VR Spotlight: Mosh Pit Simulator

Written by Rick Lane

March 4, 2019 | 12:30

Tags: #comedy #garrys-mod #goat-simulator #mosh-pit-simulator #sos-sosowski #virtual-reality #vr #vr-spotlight

Companies: #sos-sosowski

The fact that Mosh Pit Simulator has nothing to do with either mosh pits or simulators is probably the least strange thing about the game. Indeed, if anything Mosh Pit Simulator is an anti-simulator, dedicated to thwarting any sense of realism or believability at every turn. It’s a game where you can pick up a fire engine and throw it like a stick, where boneless humans drive upside-down cars around a city direct from an FPS made in 1999.

It’s a deliberately terrible game, a sort-of virtual-reality hybrid between Goat Simulator and Garry’s Mod. If you’re a certain kind of person, I can imagine that combination being very appealing, and somewhere down the line Mosh Pit Simulator might become the game you’re currently imagining. In its current Early Access state, however, Mosh Pit Simulator feels empty and one-note, an open-world sandbox dedicated to telling the same joke over and over, like a broken Tim Vine robot.

Believe it or not, there is actually a premise to Mosh Pit Simulator’s cornucopia of nonsense. An alien virus has turned the world’s population into naked, rubbery skin-bags capable only of bobbing up and down and making “bloo bloo bloo” noises. The story mode is essentially a glorified tutorial that teaches you the basics on interacting with the world. You climb a building, punch a shark, and go into space. You know, the usual stuff.

You interact with Mosh Pit Simulator’s world in three ways: punching, grabbing, and combining things together. Every object in the game that isn’t a building can be picked up and thrown, regardless of how large or heavy it is. You can also combine any two objects together by holding one in each hand and slapping them together, so if you got two spinning gears you can create a simple mechanism, or you can build a launchable missile using a rocket and a big red button.

I will admit that Mosh Pit Simulator did make me laugh. The first time you grab a shipping crate or some other enormous object and punt it across the city is amusing, as is the first time you launch an object into the sky using rockets. The sheer ludicrousness of the game’s latex humans is also undeniably fun. One of the game’s running jokes is that, despite the slight handicap of lacking any skeletons whatsoever, the population carries on trying to do normal human things, like going shopping or walking the dog. It’s hard not to crack a smile when you see what basically amounts to a giant flesh condom, horribly contorted, trying to ride a bike across town.

Despite laughing at the initial joke, however, the novelty of Mosh Pit Simulator quickly wears off. Firstly, there’s precious little variety to the things you can create. It’s true that you can stick any two items together, but mainly what you end up with is a mess, while the lack of actual crafting components limits you to make crazy whirling machines and rocket-propelled everything.

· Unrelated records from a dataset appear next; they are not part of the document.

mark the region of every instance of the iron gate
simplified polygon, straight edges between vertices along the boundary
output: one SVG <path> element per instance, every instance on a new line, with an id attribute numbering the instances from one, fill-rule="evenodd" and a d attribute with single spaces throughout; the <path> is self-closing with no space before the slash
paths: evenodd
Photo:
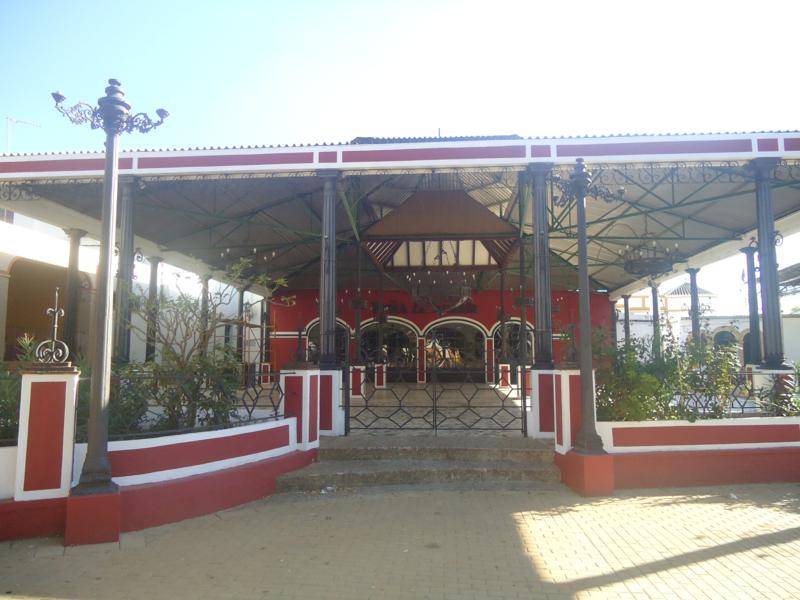
<path id="1" fill-rule="evenodd" d="M 486 368 L 470 368 L 447 356 L 434 330 L 426 338 L 425 381 L 418 369 L 393 369 L 376 382 L 369 357 L 364 385 L 350 389 L 350 365 L 343 369 L 346 428 L 371 430 L 520 431 L 525 433 L 525 390 L 516 383 L 486 381 Z M 383 385 L 381 385 L 381 383 Z"/>

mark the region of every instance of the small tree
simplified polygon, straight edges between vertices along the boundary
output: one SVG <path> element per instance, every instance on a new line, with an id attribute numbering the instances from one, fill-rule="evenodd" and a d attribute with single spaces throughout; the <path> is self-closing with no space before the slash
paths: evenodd
<path id="1" fill-rule="evenodd" d="M 237 287 L 253 283 L 267 289 L 285 285 L 265 275 L 249 276 L 250 259 L 241 259 L 228 269 L 232 282 L 210 291 L 205 302 L 185 290 L 158 299 L 157 305 L 141 292 L 134 302 L 145 322 L 157 315 L 151 330 L 160 360 L 133 363 L 120 373 L 118 389 L 128 397 L 147 398 L 160 407 L 155 427 L 185 429 L 197 425 L 228 423 L 237 414 L 242 377 L 239 358 L 224 344 L 213 343 L 223 322 L 222 308 L 230 305 Z M 132 326 L 141 336 L 145 327 Z"/>

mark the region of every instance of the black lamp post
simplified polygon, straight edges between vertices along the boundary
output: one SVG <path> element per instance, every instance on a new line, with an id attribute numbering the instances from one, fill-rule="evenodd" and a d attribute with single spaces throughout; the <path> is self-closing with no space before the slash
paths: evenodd
<path id="1" fill-rule="evenodd" d="M 557 204 L 566 205 L 570 199 L 577 205 L 578 229 L 578 313 L 580 325 L 580 346 L 578 365 L 581 373 L 581 428 L 575 436 L 573 448 L 582 454 L 604 454 L 603 440 L 597 433 L 594 415 L 594 377 L 592 375 L 592 319 L 589 296 L 589 259 L 586 233 L 586 197 L 602 198 L 606 202 L 618 200 L 625 193 L 620 188 L 616 192 L 597 185 L 592 174 L 586 170 L 583 159 L 579 158 L 569 182 L 557 180 L 556 185 L 563 195 L 554 199 Z"/>
<path id="2" fill-rule="evenodd" d="M 164 122 L 169 113 L 163 108 L 156 111 L 154 121 L 145 113 L 130 114 L 131 106 L 116 79 L 108 80 L 106 95 L 97 101 L 98 106 L 80 102 L 64 108 L 66 98 L 60 92 L 52 94 L 56 109 L 76 125 L 89 123 L 92 129 L 106 133 L 105 173 L 103 176 L 103 208 L 100 232 L 100 262 L 97 267 L 97 295 L 94 307 L 94 335 L 91 340 L 91 397 L 89 401 L 89 430 L 86 461 L 81 471 L 77 494 L 112 492 L 116 485 L 111 481 L 108 462 L 108 400 L 111 387 L 111 332 L 113 299 L 114 238 L 117 219 L 117 167 L 119 135 L 134 130 L 147 133 Z"/>

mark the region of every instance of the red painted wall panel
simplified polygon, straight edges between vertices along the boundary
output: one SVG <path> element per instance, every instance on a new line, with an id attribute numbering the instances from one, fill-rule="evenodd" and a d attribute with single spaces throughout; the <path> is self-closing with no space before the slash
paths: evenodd
<path id="1" fill-rule="evenodd" d="M 333 377 L 321 375 L 319 382 L 319 428 L 333 429 Z M 312 396 L 313 398 L 313 396 Z M 312 418 L 312 423 L 314 422 Z"/>
<path id="2" fill-rule="evenodd" d="M 800 481 L 800 448 L 614 454 L 617 489 Z"/>
<path id="3" fill-rule="evenodd" d="M 66 514 L 66 498 L 1 500 L 0 540 L 61 535 Z"/>
<path id="4" fill-rule="evenodd" d="M 303 377 L 287 375 L 283 389 L 283 414 L 297 418 L 297 441 L 303 441 Z"/>
<path id="5" fill-rule="evenodd" d="M 122 531 L 137 531 L 252 502 L 275 491 L 278 475 L 310 464 L 316 450 L 233 469 L 121 488 Z"/>
<path id="6" fill-rule="evenodd" d="M 559 157 L 627 156 L 634 154 L 700 154 L 704 152 L 752 152 L 750 140 L 688 140 L 618 142 L 615 144 L 559 144 Z"/>
<path id="7" fill-rule="evenodd" d="M 237 167 L 246 165 L 294 165 L 312 162 L 314 162 L 313 152 L 222 154 L 216 156 L 144 156 L 139 159 L 139 168 Z"/>
<path id="8" fill-rule="evenodd" d="M 289 427 L 273 427 L 239 435 L 182 442 L 153 448 L 108 453 L 115 477 L 201 465 L 282 448 L 289 444 Z"/>
<path id="9" fill-rule="evenodd" d="M 408 148 L 402 150 L 343 150 L 342 162 L 525 158 L 525 146 L 468 146 L 462 148 Z"/>
<path id="10" fill-rule="evenodd" d="M 132 169 L 132 158 L 120 158 L 120 169 Z M 0 173 L 48 173 L 58 171 L 102 171 L 106 163 L 103 158 L 77 158 L 54 160 L 21 160 L 0 162 Z"/>
<path id="11" fill-rule="evenodd" d="M 306 325 L 319 316 L 319 291 L 313 289 L 285 290 L 278 295 L 293 296 L 294 305 L 284 306 L 280 302 L 271 304 L 271 320 L 275 331 L 296 332 L 304 329 Z M 373 319 L 377 315 L 373 311 L 373 304 L 377 303 L 378 291 L 365 289 L 362 298 L 367 302 L 367 308 L 362 311 L 362 319 Z M 519 293 L 508 292 L 506 294 L 506 311 L 509 317 L 519 317 L 519 307 L 515 305 L 519 298 Z M 355 327 L 355 311 L 352 308 L 352 301 L 355 299 L 355 291 L 352 289 L 339 290 L 337 295 L 338 312 L 337 317 L 343 319 L 351 327 Z M 606 294 L 593 293 L 590 297 L 592 311 L 592 329 L 602 330 L 606 338 L 611 340 L 611 306 Z M 497 322 L 497 311 L 500 308 L 500 292 L 498 290 L 485 290 L 472 293 L 472 303 L 475 311 L 470 313 L 448 314 L 454 318 L 467 318 L 478 321 L 486 329 L 491 329 Z M 578 322 L 578 295 L 576 292 L 555 291 L 552 294 L 553 312 L 553 331 L 562 331 L 570 323 Z M 400 317 L 411 321 L 420 330 L 424 330 L 432 321 L 439 318 L 439 315 L 425 307 L 416 306 L 411 296 L 400 290 L 386 290 L 384 292 L 384 304 L 388 309 L 390 317 Z M 531 311 L 528 314 L 528 322 L 534 325 Z M 580 332 L 577 332 L 580 339 Z M 286 365 L 295 359 L 297 350 L 296 337 L 272 338 L 271 358 L 275 371 L 286 368 Z M 553 352 L 556 362 L 564 358 L 567 350 L 566 344 L 561 340 L 553 341 Z"/>
<path id="12" fill-rule="evenodd" d="M 337 152 L 335 150 L 333 152 L 320 152 L 319 153 L 319 162 L 321 162 L 321 163 L 335 163 L 336 162 L 336 154 L 337 154 Z"/>
<path id="13" fill-rule="evenodd" d="M 618 427 L 615 446 L 684 446 L 800 442 L 800 425 L 680 425 Z"/>
<path id="14" fill-rule="evenodd" d="M 26 492 L 61 487 L 66 393 L 64 381 L 31 383 L 28 448 L 22 488 Z"/>

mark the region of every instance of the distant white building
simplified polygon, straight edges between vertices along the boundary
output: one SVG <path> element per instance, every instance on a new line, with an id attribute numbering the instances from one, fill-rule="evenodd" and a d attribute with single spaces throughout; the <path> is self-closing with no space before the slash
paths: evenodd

A more pressing issue is that there’s not an awful lot of payoff for doing these things. I don’t mind the lack of structure, but the absence of any weight or heft to the physics engine means that any contraption you make simply isn’t satisfying when you set it off. The beauty of physics-powered games is seeing the objects react together in ways that seem plausible, even if the context is totally absurd. That’s what made Half Life 2’s Gravity Gun so much fun. It wasn’t simply the fact that you could fire a toilet at a Combine soldier, it was that pelting your opponent with a giant chunk of ceramic felt exactly as you might imagine it.

In Mosh Pit Simulator, all the objects feel the same, whether it’s a fire hydrant or a fire engine. Items feel weightless and collisions hollow. Consequently, most of the game’s absurd slapstick humour literally falls flat. It’s fine for a comedy game to be daft and ridiculous and unbound from the rules that might apply to other games, but it at least needs to feel good, and currently Mosh Pit Simulator does not.

Mosh Pit Simulator also made me feel quite sick when playing it. Like most VR games, it gives you a choice between moving around with the analogue stick or teleporting around the world. But the teleport isn’t a true teleport, instead you just move forward very fast. Hence, your brain still thinks it’s moving when it’s not, with the end-result of Hello Nausea.

As always, we need to bear in mind that this is Early Access. The developer, Sos Sosowski, has another six months of development planned. Planned updates include destructible buildings, driving and, er, skateboarding modes (which makes me feel green just thinking about it), and most importantly, more crafting components.

I think the idea of a slapstick comedy crafting game could work really well. But even a deliberately bad game needs to feel good to play in order to be enjoyable. Meanwhile, there aren’t enough crafting components to create interesting contraptions, and the sandbox currently more resembles a desert. Joke games are all well and good, but as it stands Mosh Pit Simulator is one joke that runs dry far too quickly.